El periodista Julio Valdeón publica una exhaustiva biografía musical del artista que repasa todas sus etapas creativas y vitales y le da perspectiva a la obra de uno de los mejores escritores de canciones en español, ahora que ha vuelto a publicar un trabajo en el que «lo niega todo».

Sabina: después de la fiesta y la náusea
Sabina: después de la fiesta y la náusealarazon

El periodista Julio Valdeón publica una exhaustiva biografía musical del artista que repasa todas sus etapas creativas y vitales y le da perspectiva a la obra de uno de los mejores escritores de canciones en español, ahora que ha vuelto a publicar un trabajo en el que «lo niega todo».

Hoy, Joaquín Sabina (Úbeda, 1949) descansa las punzadas de una hernia en casa.
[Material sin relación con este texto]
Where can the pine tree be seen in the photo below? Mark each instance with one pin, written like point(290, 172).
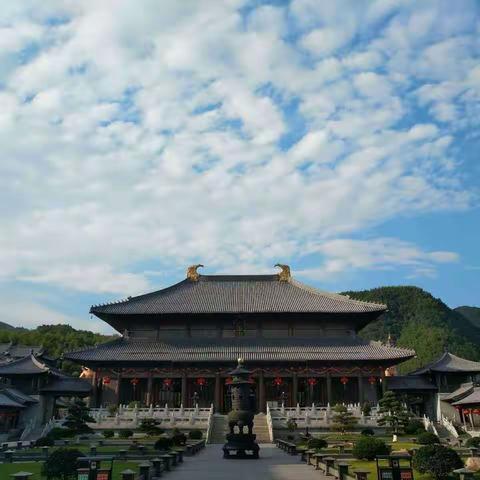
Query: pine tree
point(343, 420)
point(77, 417)
point(393, 413)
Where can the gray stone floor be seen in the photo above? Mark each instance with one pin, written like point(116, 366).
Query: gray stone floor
point(273, 464)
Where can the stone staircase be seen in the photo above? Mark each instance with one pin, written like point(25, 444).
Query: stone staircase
point(219, 429)
point(260, 428)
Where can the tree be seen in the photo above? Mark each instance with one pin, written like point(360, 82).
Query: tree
point(77, 417)
point(369, 447)
point(62, 464)
point(437, 460)
point(343, 420)
point(393, 413)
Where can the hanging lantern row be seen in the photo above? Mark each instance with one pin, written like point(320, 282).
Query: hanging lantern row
point(201, 381)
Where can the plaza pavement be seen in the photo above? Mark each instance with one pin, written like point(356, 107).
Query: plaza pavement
point(273, 464)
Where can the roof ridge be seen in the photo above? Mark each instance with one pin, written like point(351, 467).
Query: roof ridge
point(333, 295)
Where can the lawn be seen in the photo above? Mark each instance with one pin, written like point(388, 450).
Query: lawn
point(7, 469)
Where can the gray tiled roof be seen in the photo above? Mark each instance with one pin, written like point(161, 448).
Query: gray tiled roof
point(404, 382)
point(67, 385)
point(472, 399)
point(28, 365)
point(237, 294)
point(225, 349)
point(449, 363)
point(462, 391)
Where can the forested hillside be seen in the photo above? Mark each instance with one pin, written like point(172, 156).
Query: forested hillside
point(471, 313)
point(56, 339)
point(417, 320)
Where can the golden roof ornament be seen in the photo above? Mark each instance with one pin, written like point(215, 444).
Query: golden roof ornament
point(284, 275)
point(192, 273)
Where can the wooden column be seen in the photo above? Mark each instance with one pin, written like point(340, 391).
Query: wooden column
point(218, 393)
point(149, 389)
point(384, 381)
point(262, 407)
point(117, 387)
point(94, 395)
point(294, 389)
point(329, 388)
point(360, 388)
point(184, 390)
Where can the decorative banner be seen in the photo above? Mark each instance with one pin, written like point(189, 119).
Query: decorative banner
point(201, 381)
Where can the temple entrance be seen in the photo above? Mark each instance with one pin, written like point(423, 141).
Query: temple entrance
point(345, 390)
point(133, 390)
point(312, 390)
point(167, 391)
point(200, 390)
point(279, 390)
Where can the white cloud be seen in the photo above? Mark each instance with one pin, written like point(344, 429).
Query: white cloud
point(183, 131)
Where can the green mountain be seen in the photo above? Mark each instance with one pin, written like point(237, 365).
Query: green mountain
point(471, 313)
point(6, 326)
point(417, 320)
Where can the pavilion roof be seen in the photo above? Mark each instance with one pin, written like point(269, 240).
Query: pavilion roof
point(28, 365)
point(449, 363)
point(472, 399)
point(237, 294)
point(250, 349)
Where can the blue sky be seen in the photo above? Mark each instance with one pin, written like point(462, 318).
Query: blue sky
point(137, 138)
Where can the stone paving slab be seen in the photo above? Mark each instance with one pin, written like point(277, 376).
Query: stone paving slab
point(273, 464)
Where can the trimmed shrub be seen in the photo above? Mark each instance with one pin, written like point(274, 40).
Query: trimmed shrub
point(45, 442)
point(195, 434)
point(179, 439)
point(473, 442)
point(413, 427)
point(317, 443)
point(437, 460)
point(150, 427)
point(61, 464)
point(58, 433)
point(163, 443)
point(427, 438)
point(367, 448)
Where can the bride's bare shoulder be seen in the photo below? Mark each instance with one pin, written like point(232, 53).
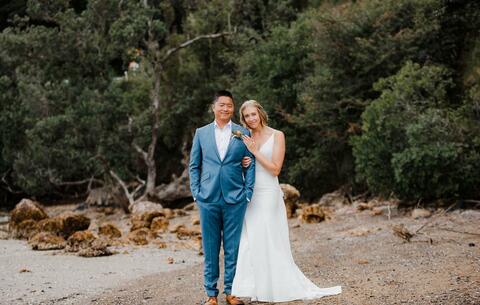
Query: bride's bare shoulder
point(279, 135)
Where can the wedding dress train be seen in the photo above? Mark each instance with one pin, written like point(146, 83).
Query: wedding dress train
point(265, 269)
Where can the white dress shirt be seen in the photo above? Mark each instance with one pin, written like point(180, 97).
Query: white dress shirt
point(222, 138)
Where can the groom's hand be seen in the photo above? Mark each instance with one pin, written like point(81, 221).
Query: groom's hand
point(246, 161)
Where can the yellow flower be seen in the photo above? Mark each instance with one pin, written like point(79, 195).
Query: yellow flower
point(237, 134)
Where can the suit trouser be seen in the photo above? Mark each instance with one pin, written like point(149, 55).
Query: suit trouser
point(220, 220)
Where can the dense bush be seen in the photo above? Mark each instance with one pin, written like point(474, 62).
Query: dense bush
point(414, 143)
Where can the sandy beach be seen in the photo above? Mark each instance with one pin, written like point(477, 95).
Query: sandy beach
point(441, 265)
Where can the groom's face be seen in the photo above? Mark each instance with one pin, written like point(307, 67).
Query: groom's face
point(223, 108)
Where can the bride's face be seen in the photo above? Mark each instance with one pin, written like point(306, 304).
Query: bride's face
point(251, 117)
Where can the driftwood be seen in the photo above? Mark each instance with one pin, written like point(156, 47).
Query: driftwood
point(402, 232)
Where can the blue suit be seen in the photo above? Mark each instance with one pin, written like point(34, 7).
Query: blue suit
point(221, 189)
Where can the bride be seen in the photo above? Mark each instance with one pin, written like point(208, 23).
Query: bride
point(265, 269)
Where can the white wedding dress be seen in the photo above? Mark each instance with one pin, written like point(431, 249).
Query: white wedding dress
point(266, 270)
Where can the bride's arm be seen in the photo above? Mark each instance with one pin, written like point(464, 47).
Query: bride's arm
point(278, 155)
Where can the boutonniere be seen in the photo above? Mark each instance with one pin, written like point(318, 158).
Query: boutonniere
point(237, 134)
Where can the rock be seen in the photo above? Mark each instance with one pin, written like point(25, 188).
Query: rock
point(24, 229)
point(196, 220)
point(334, 199)
point(109, 230)
point(290, 196)
point(159, 225)
point(73, 222)
point(26, 209)
point(52, 225)
point(179, 212)
point(176, 228)
point(138, 224)
point(161, 244)
point(421, 213)
point(401, 231)
point(362, 206)
point(144, 212)
point(184, 233)
point(357, 232)
point(314, 214)
point(169, 213)
point(97, 247)
point(139, 237)
point(79, 240)
point(376, 211)
point(145, 206)
point(46, 241)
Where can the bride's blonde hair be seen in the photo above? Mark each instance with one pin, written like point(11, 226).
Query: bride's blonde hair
point(261, 113)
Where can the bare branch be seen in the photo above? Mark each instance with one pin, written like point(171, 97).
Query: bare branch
point(130, 196)
point(7, 186)
point(140, 151)
point(193, 40)
point(63, 183)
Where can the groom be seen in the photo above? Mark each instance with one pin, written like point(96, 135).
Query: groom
point(221, 187)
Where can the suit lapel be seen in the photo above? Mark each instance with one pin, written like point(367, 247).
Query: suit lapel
point(230, 143)
point(214, 141)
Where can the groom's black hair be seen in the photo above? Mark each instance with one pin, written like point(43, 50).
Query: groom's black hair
point(222, 93)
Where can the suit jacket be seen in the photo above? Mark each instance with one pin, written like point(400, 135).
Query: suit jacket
point(212, 179)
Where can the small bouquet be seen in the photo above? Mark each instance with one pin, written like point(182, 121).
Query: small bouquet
point(237, 134)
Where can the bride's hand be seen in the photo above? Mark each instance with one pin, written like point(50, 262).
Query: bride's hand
point(250, 143)
point(246, 161)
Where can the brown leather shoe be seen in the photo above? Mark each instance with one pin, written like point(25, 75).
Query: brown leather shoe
point(211, 301)
point(233, 300)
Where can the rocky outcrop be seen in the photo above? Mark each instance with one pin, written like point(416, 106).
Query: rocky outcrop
point(46, 241)
point(24, 217)
point(314, 214)
point(109, 230)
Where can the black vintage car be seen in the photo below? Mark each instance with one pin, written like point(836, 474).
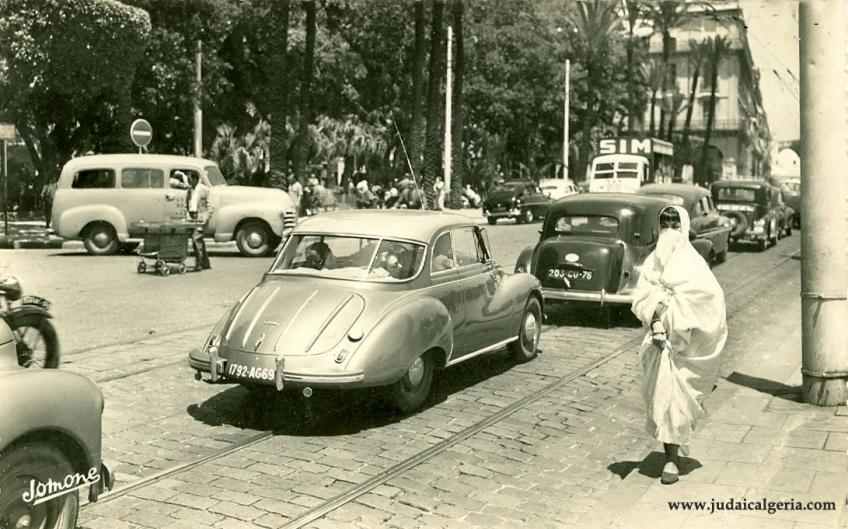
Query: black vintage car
point(520, 200)
point(591, 245)
point(755, 209)
point(706, 221)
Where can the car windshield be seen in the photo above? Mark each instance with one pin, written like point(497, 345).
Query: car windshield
point(345, 257)
point(596, 225)
point(672, 199)
point(737, 193)
point(214, 175)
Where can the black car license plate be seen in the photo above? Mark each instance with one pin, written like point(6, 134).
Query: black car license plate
point(250, 372)
point(37, 301)
point(571, 275)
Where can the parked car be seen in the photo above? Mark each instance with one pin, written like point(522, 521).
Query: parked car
point(557, 188)
point(791, 190)
point(374, 298)
point(756, 213)
point(101, 199)
point(591, 245)
point(519, 199)
point(47, 435)
point(706, 222)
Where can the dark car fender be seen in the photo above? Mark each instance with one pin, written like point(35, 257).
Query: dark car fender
point(525, 260)
point(400, 336)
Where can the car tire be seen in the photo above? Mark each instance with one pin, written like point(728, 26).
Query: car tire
point(255, 239)
point(40, 462)
point(412, 390)
point(100, 239)
point(526, 347)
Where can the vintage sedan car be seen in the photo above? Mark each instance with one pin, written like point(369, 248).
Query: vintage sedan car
point(706, 222)
point(521, 200)
point(374, 298)
point(755, 209)
point(591, 245)
point(47, 436)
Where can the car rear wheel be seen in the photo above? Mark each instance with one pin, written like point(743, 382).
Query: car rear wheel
point(100, 239)
point(255, 239)
point(410, 392)
point(526, 347)
point(35, 462)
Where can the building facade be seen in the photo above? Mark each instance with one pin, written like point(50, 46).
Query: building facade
point(739, 142)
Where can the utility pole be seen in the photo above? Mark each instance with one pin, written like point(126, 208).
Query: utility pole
point(565, 119)
point(824, 267)
point(448, 157)
point(198, 112)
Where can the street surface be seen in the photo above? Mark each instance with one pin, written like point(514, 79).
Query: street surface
point(559, 421)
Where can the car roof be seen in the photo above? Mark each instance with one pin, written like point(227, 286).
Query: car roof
point(411, 224)
point(130, 158)
point(689, 193)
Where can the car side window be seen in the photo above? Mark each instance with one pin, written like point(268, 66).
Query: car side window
point(465, 247)
point(94, 179)
point(142, 178)
point(443, 258)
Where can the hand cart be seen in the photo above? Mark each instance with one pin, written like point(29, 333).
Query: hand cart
point(165, 245)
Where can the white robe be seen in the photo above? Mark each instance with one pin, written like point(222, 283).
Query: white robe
point(679, 285)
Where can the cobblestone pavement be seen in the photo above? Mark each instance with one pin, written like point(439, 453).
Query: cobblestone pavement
point(543, 465)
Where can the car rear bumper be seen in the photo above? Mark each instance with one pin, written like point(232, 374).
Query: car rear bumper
point(292, 374)
point(601, 297)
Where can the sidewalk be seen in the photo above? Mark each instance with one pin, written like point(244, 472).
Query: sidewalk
point(759, 444)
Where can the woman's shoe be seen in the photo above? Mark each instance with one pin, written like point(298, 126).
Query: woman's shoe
point(671, 474)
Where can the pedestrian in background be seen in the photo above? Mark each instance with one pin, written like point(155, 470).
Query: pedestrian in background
point(682, 305)
point(199, 209)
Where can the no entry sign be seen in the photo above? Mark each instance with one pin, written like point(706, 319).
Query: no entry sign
point(141, 132)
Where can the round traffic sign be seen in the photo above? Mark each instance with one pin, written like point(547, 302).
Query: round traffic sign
point(141, 132)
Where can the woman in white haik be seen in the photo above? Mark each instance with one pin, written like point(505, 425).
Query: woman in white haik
point(682, 305)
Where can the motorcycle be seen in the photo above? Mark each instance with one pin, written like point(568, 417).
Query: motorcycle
point(29, 318)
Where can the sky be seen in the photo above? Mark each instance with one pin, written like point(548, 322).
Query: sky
point(773, 37)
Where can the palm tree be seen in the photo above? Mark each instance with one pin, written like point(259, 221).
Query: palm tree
point(697, 56)
point(719, 47)
point(433, 145)
point(596, 25)
point(279, 89)
point(419, 122)
point(652, 73)
point(301, 151)
point(457, 148)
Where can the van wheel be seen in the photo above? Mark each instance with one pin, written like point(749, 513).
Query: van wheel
point(100, 239)
point(255, 239)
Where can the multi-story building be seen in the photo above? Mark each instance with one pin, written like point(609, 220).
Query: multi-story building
point(740, 135)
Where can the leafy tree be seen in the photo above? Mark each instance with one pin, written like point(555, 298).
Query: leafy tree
point(719, 48)
point(433, 145)
point(65, 69)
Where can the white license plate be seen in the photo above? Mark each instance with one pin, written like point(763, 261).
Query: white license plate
point(250, 372)
point(578, 275)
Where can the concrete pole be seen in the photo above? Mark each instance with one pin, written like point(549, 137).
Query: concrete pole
point(448, 158)
point(565, 114)
point(824, 210)
point(198, 112)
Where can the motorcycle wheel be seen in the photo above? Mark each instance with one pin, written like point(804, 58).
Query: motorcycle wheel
point(38, 342)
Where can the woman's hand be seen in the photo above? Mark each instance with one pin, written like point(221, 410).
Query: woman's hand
point(659, 335)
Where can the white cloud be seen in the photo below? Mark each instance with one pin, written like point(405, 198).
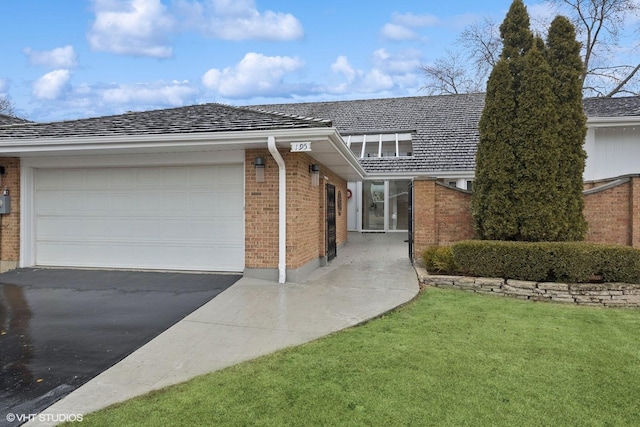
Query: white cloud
point(407, 61)
point(239, 20)
point(131, 27)
point(343, 67)
point(402, 26)
point(398, 32)
point(254, 75)
point(411, 20)
point(52, 85)
point(154, 94)
point(61, 57)
point(391, 73)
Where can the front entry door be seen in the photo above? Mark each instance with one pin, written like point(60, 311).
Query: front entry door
point(332, 249)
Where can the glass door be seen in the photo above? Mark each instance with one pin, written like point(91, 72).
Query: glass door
point(398, 203)
point(385, 205)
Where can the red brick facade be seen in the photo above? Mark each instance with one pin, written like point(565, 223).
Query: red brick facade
point(612, 210)
point(442, 215)
point(10, 223)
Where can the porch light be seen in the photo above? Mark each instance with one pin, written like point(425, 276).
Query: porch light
point(314, 169)
point(258, 163)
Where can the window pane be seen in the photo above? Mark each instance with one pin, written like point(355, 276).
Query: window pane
point(373, 205)
point(399, 205)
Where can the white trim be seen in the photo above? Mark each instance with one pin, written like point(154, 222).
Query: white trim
point(27, 217)
point(613, 121)
point(138, 159)
point(282, 210)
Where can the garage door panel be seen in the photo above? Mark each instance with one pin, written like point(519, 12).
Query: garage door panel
point(156, 218)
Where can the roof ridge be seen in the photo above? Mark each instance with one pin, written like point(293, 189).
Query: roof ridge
point(291, 116)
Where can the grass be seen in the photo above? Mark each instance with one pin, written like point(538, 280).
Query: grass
point(450, 358)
El músico tuvo que interrumpir incluso las entrevistas promocionales de su nuevo disco, «Lo niego todo», que siguen pendientes. Ha aplazado algunos conciertos americanos. En la anterior gira sufrió un achuchón de pánico escénico que él explicó burlón: estaba, como las señoras de bien, «delicá» del estómago y de algunos otros achaques. A esta etapa de su vida ha llegado Sabina tras pasar una depresión y un «marichalazo», como él mismo denominó al ictus que sufrió en 2001. Basta el parte médico para imaginar las facturas por los usos y costumbres del genio de los excesos, el escritor de canciones con el que se agotan los epítetos. Trataremos de no abusar de ellos, pero es que Sabina se ha tragado la vida y ha destilado ya tantos versos como los que cuenta Julio Valdeón Blanco en «Sol y sombra» (Efe Eme), biografía que acaba de ser publicada y que le sitúa en el ruedo con más miedo que vergüenza y vestido de purísima y oro, como salía Manolete.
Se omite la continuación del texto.